Enampuluhempat

56 2 0
                                        

Bagas mengantarkan berkas soal ujian yang ia ambil dari sekolahan. Annisa mengucapkan terimakasih kepadanya. Lalu  dia meneguk teh yang disiapkan untuknya. Suasana kali ini sama saja seperti sebelumnya, membosankan. Raut wajah Annisa saat menatap kearah jendela membuat harapan ingin melangkah keluar semakin tinggi. Dirinya harus mengerahkan semangat dan menangguhkan niat. Bagas yang sejak tadi berdiri kemudian duduk diatas sofa, berjarak lumayan jauh dengan Annisa. Suasana canggung mulai terjadi setelag bagas mengatakan bahwa dirinya hanyalah sebuah pengacau hubungan sahabatnya. Seharusnya bagas tak berada disini. Tapi kalo tidak disini mana mungkin permusuhan dengan devan bisa berakhir? Mungkin akan lanjut sampai generasi tiga mereka.

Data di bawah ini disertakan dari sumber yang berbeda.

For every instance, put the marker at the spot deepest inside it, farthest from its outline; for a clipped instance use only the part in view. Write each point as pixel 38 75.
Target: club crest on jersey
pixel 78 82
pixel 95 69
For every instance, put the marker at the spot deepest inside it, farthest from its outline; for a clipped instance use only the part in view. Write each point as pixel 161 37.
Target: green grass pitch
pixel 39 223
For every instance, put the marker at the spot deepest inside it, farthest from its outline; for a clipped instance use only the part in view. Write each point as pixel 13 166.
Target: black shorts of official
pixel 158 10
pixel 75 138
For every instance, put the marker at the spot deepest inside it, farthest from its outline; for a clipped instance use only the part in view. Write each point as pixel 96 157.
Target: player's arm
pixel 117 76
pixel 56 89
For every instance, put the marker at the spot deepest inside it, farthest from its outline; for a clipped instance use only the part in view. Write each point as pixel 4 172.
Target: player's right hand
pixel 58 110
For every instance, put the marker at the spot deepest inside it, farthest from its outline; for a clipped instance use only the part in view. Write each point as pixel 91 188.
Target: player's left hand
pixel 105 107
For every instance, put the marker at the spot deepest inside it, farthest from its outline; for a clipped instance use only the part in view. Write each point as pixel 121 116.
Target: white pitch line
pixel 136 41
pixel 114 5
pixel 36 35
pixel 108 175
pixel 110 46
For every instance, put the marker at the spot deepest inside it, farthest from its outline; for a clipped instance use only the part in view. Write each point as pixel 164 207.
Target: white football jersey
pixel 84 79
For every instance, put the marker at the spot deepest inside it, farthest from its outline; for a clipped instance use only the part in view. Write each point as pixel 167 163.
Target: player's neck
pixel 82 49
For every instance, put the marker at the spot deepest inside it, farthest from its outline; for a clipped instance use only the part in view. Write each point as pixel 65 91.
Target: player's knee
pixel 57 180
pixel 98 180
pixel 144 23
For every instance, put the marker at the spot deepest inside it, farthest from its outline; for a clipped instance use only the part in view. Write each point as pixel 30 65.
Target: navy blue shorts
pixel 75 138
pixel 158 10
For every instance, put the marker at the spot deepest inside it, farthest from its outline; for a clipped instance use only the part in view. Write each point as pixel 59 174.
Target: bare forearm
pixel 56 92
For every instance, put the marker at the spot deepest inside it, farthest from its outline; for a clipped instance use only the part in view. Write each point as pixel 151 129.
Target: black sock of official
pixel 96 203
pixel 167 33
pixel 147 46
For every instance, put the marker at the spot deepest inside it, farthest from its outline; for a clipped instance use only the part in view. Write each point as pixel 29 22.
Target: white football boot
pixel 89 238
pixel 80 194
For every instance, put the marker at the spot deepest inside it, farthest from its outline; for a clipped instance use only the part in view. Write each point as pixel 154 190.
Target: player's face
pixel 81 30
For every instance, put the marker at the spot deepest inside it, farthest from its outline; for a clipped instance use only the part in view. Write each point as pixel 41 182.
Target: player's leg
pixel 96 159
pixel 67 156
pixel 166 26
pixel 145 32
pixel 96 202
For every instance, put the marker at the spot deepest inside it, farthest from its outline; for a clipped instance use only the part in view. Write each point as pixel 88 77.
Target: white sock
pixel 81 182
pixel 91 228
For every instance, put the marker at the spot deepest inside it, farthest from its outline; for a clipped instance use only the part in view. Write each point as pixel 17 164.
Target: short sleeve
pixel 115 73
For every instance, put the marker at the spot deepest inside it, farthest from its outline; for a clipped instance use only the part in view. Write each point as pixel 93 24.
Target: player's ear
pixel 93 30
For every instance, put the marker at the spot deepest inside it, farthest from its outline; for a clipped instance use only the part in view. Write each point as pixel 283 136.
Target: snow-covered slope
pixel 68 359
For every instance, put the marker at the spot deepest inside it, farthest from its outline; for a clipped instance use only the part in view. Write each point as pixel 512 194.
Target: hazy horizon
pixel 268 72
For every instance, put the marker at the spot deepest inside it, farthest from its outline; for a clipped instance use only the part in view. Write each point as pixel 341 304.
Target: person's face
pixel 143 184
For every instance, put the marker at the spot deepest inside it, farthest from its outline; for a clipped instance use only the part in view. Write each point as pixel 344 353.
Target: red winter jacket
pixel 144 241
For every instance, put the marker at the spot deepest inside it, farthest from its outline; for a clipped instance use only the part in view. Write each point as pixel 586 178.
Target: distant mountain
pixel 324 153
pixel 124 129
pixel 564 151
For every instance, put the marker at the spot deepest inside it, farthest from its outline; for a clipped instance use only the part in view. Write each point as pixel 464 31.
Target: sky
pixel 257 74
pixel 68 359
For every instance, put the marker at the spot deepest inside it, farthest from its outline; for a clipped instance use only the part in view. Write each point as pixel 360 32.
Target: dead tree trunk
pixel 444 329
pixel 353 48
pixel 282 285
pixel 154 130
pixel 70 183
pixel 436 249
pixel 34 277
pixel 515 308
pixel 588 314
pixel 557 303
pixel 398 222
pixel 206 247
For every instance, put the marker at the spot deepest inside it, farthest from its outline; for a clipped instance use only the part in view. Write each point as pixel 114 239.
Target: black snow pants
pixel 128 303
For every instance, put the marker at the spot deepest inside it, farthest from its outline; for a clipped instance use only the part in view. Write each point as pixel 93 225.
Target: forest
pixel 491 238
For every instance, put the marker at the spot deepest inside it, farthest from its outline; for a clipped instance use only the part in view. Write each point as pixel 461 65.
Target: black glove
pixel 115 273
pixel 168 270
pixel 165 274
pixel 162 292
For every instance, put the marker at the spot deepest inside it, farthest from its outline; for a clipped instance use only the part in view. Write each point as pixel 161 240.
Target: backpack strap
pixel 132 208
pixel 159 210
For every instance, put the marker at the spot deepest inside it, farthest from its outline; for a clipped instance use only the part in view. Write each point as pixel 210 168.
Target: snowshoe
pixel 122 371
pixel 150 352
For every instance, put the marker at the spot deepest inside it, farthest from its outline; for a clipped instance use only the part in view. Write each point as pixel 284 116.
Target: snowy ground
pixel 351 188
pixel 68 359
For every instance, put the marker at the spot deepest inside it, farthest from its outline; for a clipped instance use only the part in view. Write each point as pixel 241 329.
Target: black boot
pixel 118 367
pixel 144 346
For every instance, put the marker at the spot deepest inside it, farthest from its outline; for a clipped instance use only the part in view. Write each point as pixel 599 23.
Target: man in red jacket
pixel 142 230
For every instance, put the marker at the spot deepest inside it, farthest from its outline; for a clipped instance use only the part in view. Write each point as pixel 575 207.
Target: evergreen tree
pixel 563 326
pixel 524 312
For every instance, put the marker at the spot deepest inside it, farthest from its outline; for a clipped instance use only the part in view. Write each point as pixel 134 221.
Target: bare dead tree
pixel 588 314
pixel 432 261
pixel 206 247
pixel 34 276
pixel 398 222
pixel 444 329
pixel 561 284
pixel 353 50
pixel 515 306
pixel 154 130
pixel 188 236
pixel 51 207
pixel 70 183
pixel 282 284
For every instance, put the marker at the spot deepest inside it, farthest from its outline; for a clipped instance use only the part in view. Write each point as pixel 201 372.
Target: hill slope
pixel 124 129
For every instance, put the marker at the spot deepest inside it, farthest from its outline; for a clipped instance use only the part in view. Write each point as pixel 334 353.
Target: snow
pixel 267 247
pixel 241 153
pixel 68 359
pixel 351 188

Annisa meneguk jus seledri dan merasakan kenikmatan aroma dari teh hijau. "Katanya jus ini manjur buat persendian" Annisa berkata agar suasana tak semakin hening. "Tapi harus diiringi latihan jalan secara rutin" Sambungnya.

Bagas terdiam entah apa yang ia ingin katakan. Tetapi niatnya itu terpaksa diurungkan sejenak dan telah lupa apa yang ingin dia katakan pada annisa. Mumpung orangnya berada didepan mata. "Kamu... Masih lama disini?" Tanya bagas.

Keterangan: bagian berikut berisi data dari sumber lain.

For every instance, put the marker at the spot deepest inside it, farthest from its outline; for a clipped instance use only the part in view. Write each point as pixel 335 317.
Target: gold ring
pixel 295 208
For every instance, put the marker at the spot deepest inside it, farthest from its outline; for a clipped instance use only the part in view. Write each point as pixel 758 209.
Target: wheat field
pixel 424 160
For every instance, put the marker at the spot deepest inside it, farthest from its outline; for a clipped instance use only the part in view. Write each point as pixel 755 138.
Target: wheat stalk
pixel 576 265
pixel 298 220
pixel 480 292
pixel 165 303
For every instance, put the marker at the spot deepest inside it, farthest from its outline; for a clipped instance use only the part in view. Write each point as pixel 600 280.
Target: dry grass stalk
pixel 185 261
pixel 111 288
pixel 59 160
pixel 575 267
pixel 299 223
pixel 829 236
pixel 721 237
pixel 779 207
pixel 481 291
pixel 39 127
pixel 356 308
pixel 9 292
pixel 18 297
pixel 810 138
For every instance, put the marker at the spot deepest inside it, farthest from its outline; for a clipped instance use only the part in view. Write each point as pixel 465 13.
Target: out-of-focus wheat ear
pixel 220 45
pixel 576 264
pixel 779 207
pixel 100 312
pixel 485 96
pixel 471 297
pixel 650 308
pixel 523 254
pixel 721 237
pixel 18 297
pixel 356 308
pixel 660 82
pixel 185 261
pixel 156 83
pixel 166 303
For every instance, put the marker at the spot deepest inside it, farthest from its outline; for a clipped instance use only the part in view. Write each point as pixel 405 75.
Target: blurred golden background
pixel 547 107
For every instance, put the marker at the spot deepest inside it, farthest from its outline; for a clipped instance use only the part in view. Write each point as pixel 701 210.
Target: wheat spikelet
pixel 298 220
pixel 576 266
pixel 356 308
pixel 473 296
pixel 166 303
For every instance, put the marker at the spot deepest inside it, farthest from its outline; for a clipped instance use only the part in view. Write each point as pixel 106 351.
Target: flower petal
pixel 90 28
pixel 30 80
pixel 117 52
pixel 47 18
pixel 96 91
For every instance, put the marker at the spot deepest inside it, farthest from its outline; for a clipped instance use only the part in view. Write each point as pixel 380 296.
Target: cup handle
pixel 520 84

Annisa tersenyum. "Seperti itulah, rumah sakit sudah aku anggap sebagai rumah ketiga setelah sekolah"

"Berbaikanlah dengan devan" Ucap bagas spontan tanpa mikir dahulu. Annisa menoleh kearah bagas dengan tatapan terkejut. Bagas menjadi kikuk dan gugup karena mengatakan hal itu. "Devan tak sepenuhnya salah, jadi maafkan dia"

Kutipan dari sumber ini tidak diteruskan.